Israël a juré de détruire le Hamas après l’attaque sans précédent menée par ce mouvement contre le sol israélien le 7 octobre et a lancé une offensive dévastatrice dans la bande de Gaza.
Chef du bureau politique du Hamas, Ismaïl Haniyeh, la soixantaine, était basé à Doha.
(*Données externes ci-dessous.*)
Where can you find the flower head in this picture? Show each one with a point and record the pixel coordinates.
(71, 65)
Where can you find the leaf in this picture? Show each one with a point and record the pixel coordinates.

Il avait participé mardi à Téhéran à la cérémonie d’investiture du président iranien Massoud Pezeshkian, un réformateur.
L’Iran est un proche allié du Hamas et du Hezbollah libanais, dont un commandant a été « éliminé » selon l’armée israélienne dans une frappe menée par ses forces aériennes mardi soir dans la banlieue sud de Beyrouth.
« (Notre) frère, le dirigeant, le mujahid Ismaïl Haniyeh, le chef du mouvement, est mort dans une frappe sioniste contre sa résidence à Téhéran après sa participation à l’investiture du nouveau président » iranien Massoud Pezeshkian, a écrit dans un communiqué le Hamas.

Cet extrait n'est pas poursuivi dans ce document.